Asynchronous processing
1Introduction
Temma offers Asynk, a simple way of performing asynchronous processing. This system is based on the use of the dependency injection component, extending it so that calls to objects managed by the component are processed asynchronously.
Example:
// synchronous call via loader
$this->_loader->MyObject->myMethod($param1, $param2);
// identical asynchronous call
$this->_loader->asynk->MyObject->myMethod($param1, $param2);
As with the dependency injection component, it is possible to use array notation to execute an object placed in a namespace:
// asynchronous call
$this->_loader->asynk['\My\Name\Space\MyObject']->myMethod($param1, $param2);
Tasks can be executed in several different ways:
- by Temma workers (programs running in the background)
- by a Temma script run by crontab every minute
- by a Temma script run by xinetd each time a task is launched
For worker or crontab execution, tasks can be retrieved from a message queue (Beanstalkd or AWS SQS) or a database (MySQL or Redis). For xinetd execution, only database storage (MySQL or Redis) is possible.
If a message queue is used, task data can be stored in one of two ways: either directly in the queue messages, or in a separate database (MySQL or Redis). Using a database can be useful if tasks require more data than the queue can store (64 KB for Beanstalkd, 256 KB for AWS SQS).
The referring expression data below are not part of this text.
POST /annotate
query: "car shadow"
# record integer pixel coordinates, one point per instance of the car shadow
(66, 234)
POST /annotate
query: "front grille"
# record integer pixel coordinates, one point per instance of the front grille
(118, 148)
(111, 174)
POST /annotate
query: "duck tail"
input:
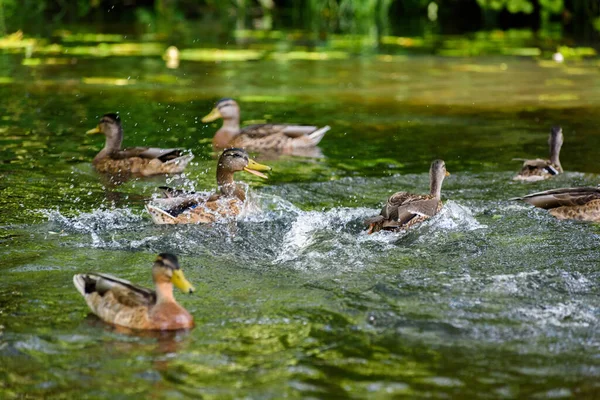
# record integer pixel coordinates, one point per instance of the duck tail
(84, 283)
(317, 135)
(375, 223)
(159, 216)
(180, 162)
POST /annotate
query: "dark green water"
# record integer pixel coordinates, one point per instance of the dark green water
(489, 299)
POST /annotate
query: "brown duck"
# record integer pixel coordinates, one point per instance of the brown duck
(281, 137)
(119, 302)
(404, 209)
(538, 169)
(581, 203)
(184, 208)
(138, 161)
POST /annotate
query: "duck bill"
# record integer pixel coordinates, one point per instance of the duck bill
(253, 168)
(178, 279)
(213, 115)
(93, 131)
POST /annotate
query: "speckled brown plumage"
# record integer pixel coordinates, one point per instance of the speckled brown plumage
(281, 137)
(403, 209)
(229, 201)
(581, 203)
(136, 161)
(119, 302)
(539, 169)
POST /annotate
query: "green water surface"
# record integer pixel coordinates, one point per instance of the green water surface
(489, 299)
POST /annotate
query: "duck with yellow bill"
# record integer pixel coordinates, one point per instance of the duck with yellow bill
(120, 302)
(228, 201)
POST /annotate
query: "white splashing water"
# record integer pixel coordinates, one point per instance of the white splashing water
(98, 220)
(307, 225)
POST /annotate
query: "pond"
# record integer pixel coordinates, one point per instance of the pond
(489, 299)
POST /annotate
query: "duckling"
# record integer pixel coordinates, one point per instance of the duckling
(582, 203)
(119, 302)
(281, 137)
(404, 209)
(538, 169)
(139, 161)
(229, 200)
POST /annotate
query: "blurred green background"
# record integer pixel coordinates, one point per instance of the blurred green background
(577, 18)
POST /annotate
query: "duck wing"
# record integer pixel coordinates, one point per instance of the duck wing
(123, 292)
(538, 166)
(564, 197)
(264, 130)
(402, 207)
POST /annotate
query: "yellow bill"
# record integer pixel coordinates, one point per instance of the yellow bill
(213, 115)
(178, 279)
(253, 167)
Beanstalkd is the recommended message queue for running tasks with Asynk.
You can also use an Amazon SQS queue, but this requires workers to log in regularly to see
if there are any jobs waiting to be executed, and there is a charge for each request made.
The simplest solution is to store tasks in a database, and execute them via crontab. For fast execution of tasks, as close as possible to real time, we recommend adding execution by xinetd server.
2Configuration
2.1Principle
Configuration is based on an extended x-asynk configuration in the etc/temma.php file, containing two parameters:
-
transport: the name of the data source used to transmit tasks.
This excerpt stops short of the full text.